Debt Service Coverage Ratio (DSCR)
A measure of a property's ability to cover its debt obligations. DSCR = NOI / Annual Debt Service. A DSCR of 1.25 means the property generates 25% more income than needed to pay the mortgage. Lenders typically require DSCR of 1.20-1.25 minimum.
Key Points
- Understanding debt service coverage ratio (dscr) is essential for evaluating real estate investments
- This metric helps investors compare opportunities objectively
- Our Free Snapshot tool automatically calculates relevant metrics for any property
Related Terms
Net Operating Income (NOI)
The annual income generated by an investment property after deducting all operating expenses but before debt service and taxes. NOI = Gross Income - Operating Expenses. It does not include mortgage payments, capital expenditures, or depreciation.
Loan-to-Value (LTV)
The ratio of the loan amount to the appraised value of the property.
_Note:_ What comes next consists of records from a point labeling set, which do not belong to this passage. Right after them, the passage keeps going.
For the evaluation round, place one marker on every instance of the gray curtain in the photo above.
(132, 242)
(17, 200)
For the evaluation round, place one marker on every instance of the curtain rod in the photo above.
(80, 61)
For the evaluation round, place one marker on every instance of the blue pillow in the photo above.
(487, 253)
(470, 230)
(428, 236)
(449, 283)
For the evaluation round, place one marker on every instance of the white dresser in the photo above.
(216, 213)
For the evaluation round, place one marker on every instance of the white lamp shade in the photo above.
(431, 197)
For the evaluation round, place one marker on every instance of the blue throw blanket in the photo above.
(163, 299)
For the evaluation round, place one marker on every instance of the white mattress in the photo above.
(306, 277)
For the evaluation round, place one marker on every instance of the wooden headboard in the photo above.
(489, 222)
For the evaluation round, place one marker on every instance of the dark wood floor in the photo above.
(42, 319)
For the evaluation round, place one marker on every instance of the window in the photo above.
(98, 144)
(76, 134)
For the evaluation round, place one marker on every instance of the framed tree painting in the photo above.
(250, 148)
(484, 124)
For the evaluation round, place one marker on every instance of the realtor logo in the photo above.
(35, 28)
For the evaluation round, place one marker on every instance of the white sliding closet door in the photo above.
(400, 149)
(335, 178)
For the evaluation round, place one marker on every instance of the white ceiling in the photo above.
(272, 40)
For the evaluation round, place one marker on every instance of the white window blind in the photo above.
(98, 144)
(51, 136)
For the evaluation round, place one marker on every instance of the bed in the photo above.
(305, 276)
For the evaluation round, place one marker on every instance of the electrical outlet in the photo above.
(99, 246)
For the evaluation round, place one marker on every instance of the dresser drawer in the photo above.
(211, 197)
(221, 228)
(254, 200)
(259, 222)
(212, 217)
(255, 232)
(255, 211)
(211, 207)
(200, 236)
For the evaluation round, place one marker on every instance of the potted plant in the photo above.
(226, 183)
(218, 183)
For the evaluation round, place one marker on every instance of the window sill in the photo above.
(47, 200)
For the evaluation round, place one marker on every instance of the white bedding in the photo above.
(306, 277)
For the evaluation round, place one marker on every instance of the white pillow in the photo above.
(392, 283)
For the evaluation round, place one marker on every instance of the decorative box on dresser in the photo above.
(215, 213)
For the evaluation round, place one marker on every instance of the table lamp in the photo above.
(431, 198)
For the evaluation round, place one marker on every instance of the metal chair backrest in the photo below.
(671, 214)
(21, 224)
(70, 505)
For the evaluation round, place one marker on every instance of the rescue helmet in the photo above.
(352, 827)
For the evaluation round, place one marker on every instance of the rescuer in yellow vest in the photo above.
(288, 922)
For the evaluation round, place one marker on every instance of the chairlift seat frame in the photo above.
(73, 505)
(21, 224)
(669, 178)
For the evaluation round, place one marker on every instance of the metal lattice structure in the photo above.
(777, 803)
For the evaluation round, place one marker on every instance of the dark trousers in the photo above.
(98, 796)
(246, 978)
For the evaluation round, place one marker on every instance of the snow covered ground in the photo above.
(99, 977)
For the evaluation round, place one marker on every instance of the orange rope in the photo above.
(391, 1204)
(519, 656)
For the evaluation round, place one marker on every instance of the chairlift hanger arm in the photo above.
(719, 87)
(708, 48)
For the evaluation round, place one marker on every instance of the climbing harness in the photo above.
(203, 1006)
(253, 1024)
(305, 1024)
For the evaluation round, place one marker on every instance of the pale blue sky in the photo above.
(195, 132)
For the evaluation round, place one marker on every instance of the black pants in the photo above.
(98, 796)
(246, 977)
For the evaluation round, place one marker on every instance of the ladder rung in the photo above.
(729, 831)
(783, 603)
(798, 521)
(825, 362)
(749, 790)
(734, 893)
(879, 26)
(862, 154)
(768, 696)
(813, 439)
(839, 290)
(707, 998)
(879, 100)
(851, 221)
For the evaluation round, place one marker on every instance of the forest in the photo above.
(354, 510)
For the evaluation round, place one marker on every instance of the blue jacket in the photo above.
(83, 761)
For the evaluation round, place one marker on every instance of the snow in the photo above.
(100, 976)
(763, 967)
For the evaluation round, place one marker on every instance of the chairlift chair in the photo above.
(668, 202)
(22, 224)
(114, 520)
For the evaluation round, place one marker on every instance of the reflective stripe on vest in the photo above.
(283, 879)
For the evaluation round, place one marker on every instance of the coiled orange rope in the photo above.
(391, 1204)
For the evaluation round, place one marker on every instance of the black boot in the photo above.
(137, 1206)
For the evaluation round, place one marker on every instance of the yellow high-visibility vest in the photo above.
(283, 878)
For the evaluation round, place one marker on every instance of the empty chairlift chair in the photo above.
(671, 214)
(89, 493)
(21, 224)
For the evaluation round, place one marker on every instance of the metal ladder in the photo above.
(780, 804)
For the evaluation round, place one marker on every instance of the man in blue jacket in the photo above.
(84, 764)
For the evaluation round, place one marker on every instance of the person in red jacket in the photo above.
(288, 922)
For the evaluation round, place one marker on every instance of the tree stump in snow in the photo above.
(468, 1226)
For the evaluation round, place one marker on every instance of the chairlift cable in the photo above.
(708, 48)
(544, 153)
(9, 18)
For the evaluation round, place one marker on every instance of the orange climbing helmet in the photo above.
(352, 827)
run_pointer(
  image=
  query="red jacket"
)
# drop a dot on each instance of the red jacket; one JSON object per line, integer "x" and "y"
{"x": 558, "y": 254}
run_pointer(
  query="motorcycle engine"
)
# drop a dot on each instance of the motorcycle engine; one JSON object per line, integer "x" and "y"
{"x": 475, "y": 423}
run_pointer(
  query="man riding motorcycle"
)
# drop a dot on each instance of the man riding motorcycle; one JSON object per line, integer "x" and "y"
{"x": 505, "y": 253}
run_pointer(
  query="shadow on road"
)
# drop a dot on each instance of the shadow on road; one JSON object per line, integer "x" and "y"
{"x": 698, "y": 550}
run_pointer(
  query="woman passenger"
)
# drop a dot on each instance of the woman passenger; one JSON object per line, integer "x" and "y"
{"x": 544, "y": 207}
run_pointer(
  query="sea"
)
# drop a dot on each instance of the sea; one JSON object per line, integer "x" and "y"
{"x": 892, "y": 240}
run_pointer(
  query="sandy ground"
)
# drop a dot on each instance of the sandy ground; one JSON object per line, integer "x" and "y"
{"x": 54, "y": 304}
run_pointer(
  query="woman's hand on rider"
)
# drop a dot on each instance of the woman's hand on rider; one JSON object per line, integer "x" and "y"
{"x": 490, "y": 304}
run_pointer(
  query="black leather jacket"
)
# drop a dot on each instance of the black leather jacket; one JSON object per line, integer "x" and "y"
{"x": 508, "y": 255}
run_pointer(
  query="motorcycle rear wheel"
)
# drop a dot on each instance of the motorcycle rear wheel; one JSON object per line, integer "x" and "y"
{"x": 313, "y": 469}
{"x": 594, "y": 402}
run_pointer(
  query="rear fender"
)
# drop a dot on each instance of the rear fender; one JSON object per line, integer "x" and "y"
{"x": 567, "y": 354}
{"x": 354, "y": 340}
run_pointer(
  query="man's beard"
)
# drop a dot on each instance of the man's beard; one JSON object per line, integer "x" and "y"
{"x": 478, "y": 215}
LTV = Loan Amount / Property Value × 100. A 75% LTV means you're borrowing 75% of the property's value and putting 25% down.
Cash-on-Cash Return
A metric that measures the annual pre-tax cash flow relative to the total cash invested in a property. Unlike cap rate, it accounts for financing and shows your actual return on invested capital. Formula: CoC = Annual Cash Flow / Total Cash Invested × 100.